И разумеется, ничто не могло быть дальше от истины.
Оставляя в стороне все, что уже сказано как о внутреннем Машином состоянии — какое может быть состояние у человека, которому объяснили, что родная дочь ей не принадлежит? — так и о Машиной судьбе — орбита которой стремительно удалялась от жизни в том смысле, который имеется в виду, когда спрашивают «как жизнь?», — нужно, кажется, сказать просто: Маше было не до того. Со съемок в Калабрии она, как и раньше, каждую пятницу улетала в Берлин, где Рома на два дня передавал ей Аню, они гуляли, рисовали, ели мороженое и ходили в зоопарк — мама, волк! — где, Анюта? а, вижу, подойдем? — нет, я боюсь — боишься? — я боюсь волк! — надо говорить «боюсь волка» — боюсь волка, — Маша собиралась с силами: сейчас ей все больше казалось, что злосчастный китайский ресторан был не более чем дурным сном, что ничего непоправимого не произошло и что, когда она вернется в Берлин, в студию, ей просто, как это и должно быть, отдадут Аню и она будет отпускать ее на выходные к папе.
Вот, кстати, чем вульгарный фрейдист отличается от настоящего: там, где один попадется на повествовательскую удочку с наживкой в виде классического анализа, другой обратит внимание на инерцию языка — в Машином словаре свили гнездо устойчивые формулы, описывающие нормальный ход событий, и поэтому статусом реальности не могло обладать то, что произошло на самом деле: когда после пяти изматывающих месяцев в Калабрии Маша вернулась в Берлин, Ромин телефон не отвечал, квартира в Шенеберге, куда она приехала на следующее утро, была заперта, а хозяйка, которую Маша нашла, подняв на уши полдома, сонно сообщила, что жильцы съехали два дня назад: расплатились и съехали, у меня нет никаких претензий.

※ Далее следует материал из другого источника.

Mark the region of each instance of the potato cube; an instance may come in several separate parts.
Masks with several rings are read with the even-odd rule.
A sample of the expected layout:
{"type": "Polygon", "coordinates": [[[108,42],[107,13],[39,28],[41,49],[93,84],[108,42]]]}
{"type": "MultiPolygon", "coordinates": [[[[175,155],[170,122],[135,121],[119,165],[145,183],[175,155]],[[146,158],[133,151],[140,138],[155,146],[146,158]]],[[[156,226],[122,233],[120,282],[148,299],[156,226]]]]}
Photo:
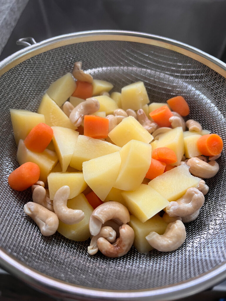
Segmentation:
{"type": "Polygon", "coordinates": [[[113,142],[122,147],[134,139],[149,143],[153,136],[140,123],[131,116],[124,118],[108,134],[113,142]]]}

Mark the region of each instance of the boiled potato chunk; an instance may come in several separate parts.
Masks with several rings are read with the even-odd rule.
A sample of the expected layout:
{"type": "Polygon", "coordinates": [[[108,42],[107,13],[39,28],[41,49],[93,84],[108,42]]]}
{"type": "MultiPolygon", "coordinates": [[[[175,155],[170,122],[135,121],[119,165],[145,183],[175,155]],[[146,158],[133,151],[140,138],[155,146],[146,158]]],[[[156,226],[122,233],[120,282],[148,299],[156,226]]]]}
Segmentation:
{"type": "Polygon", "coordinates": [[[46,93],[38,109],[38,113],[45,116],[46,123],[50,126],[62,126],[73,130],[74,126],[59,107],[46,93]]]}
{"type": "Polygon", "coordinates": [[[121,147],[133,139],[146,143],[149,143],[153,139],[151,134],[131,116],[123,119],[108,135],[114,143],[121,147]]]}
{"type": "Polygon", "coordinates": [[[143,82],[137,82],[123,87],[121,91],[122,108],[125,111],[132,109],[136,111],[149,102],[143,82]]]}
{"type": "Polygon", "coordinates": [[[79,135],[70,165],[82,170],[82,163],[85,161],[114,153],[120,149],[118,146],[109,142],[79,135]]]}
{"type": "Polygon", "coordinates": [[[62,171],[67,170],[74,151],[78,132],[61,126],[52,126],[52,140],[61,165],[62,171]]]}
{"type": "Polygon", "coordinates": [[[152,180],[148,185],[169,201],[176,201],[190,187],[196,187],[201,179],[192,175],[189,166],[174,167],[152,180]]]}
{"type": "Polygon", "coordinates": [[[50,85],[47,93],[50,98],[61,107],[73,94],[76,84],[71,73],[66,73],[50,85]]]}
{"type": "Polygon", "coordinates": [[[118,151],[83,163],[85,180],[102,200],[105,199],[115,184],[121,164],[121,157],[118,151]]]}
{"type": "Polygon", "coordinates": [[[17,145],[20,139],[24,139],[31,129],[40,123],[45,123],[45,116],[26,110],[11,109],[11,120],[17,145]]]}
{"type": "Polygon", "coordinates": [[[69,239],[76,241],[86,240],[90,235],[89,229],[89,222],[93,211],[93,208],[83,193],[69,200],[67,206],[71,209],[82,210],[85,214],[85,217],[79,223],[72,225],[67,225],[59,221],[57,231],[69,239]]]}
{"type": "Polygon", "coordinates": [[[119,151],[121,163],[113,186],[123,190],[135,190],[142,183],[151,164],[150,144],[131,140],[119,151]]]}
{"type": "Polygon", "coordinates": [[[20,140],[17,154],[17,159],[20,165],[26,162],[33,162],[37,164],[41,172],[39,179],[45,183],[47,177],[58,161],[55,152],[45,149],[42,153],[35,153],[28,149],[24,143],[20,140]]]}
{"type": "Polygon", "coordinates": [[[168,224],[157,214],[144,223],[134,215],[131,215],[128,225],[133,228],[135,234],[133,246],[139,252],[143,254],[154,248],[148,243],[146,237],[152,231],[160,235],[163,234],[168,224]]]}

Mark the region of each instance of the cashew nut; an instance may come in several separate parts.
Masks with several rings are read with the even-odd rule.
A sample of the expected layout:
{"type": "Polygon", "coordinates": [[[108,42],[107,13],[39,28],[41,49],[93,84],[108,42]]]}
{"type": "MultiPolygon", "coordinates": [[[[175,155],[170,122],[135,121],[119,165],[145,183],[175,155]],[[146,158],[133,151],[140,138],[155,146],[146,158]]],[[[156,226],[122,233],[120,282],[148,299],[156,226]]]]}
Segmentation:
{"type": "Polygon", "coordinates": [[[97,240],[97,246],[101,252],[108,257],[120,257],[126,254],[130,250],[134,236],[133,228],[129,225],[124,224],[119,227],[119,237],[113,244],[105,238],[101,237],[97,240]]]}
{"type": "Polygon", "coordinates": [[[85,215],[81,210],[74,210],[67,207],[70,194],[68,186],[65,185],[59,188],[53,197],[53,208],[59,219],[65,224],[71,225],[80,222],[85,215]]]}
{"type": "Polygon", "coordinates": [[[39,227],[43,235],[52,235],[57,230],[59,220],[56,214],[41,205],[29,202],[24,205],[24,210],[39,227]]]}
{"type": "Polygon", "coordinates": [[[183,196],[175,202],[171,202],[166,207],[170,216],[182,217],[192,214],[204,203],[205,197],[201,191],[194,187],[187,189],[183,196]]]}
{"type": "Polygon", "coordinates": [[[191,173],[204,179],[213,177],[219,169],[219,166],[216,161],[210,161],[207,163],[196,157],[188,160],[187,164],[190,166],[189,171],[191,173]]]}
{"type": "Polygon", "coordinates": [[[100,104],[97,100],[95,98],[90,98],[77,106],[72,111],[69,118],[75,126],[79,126],[85,115],[93,114],[99,108],[100,104]]]}
{"type": "Polygon", "coordinates": [[[186,238],[184,225],[178,219],[170,223],[164,234],[160,235],[156,232],[150,232],[146,237],[149,243],[159,251],[168,252],[179,248],[186,238]]]}
{"type": "Polygon", "coordinates": [[[91,235],[97,235],[102,224],[109,219],[116,220],[126,224],[130,219],[127,208],[118,202],[110,201],[103,203],[94,209],[89,219],[89,227],[91,235]]]}
{"type": "Polygon", "coordinates": [[[100,237],[103,237],[110,242],[113,243],[115,240],[116,232],[111,227],[102,227],[100,233],[93,236],[91,239],[90,244],[88,247],[88,253],[90,255],[94,255],[98,252],[97,240],[100,237]]]}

Маша поехала в студию, работать. И это не было проявлением особенного мужества или крайнего безразличия, а просто — что ей было еще делать? Кто угодно — квартирная хозяйка, полицейский, которого та предложила вызвать, юрист, про которого у нее промелькнула, успев вызвать дрожь отвращения, мысль, где его, если что, искать, — все сказали бы одно и то же; более того, Петер ей это и сказал после нервного совещания, на котором расписывали предстоящую студийную работу по срокам, и группа, чувствуя, что Машу почему-то сейчас лучше не трогать, на всякий случай согласилась со всеми ее непомерными требованиями. Он тогда подошел к ней наедине и требовательно спросил кёнигин, на тебе лица нет, что, lieber Gott, произошло? — и она прошипела ему, что они съебались, они украли Аню, — он побелел и сказал: ну подожди, не волнуйся пока, подожди денек, они еще позвонят, не могли ж они вот так взять и уехать. Что ей было делать? Разве что в перерыве позвонить в посольство и записаться на встречу с послом — завтра; тогда послезавтра. Потому что ясно было как божий день, что они не только могли, но и улетели — в Россию; иначе никакого смысла в побеге не было.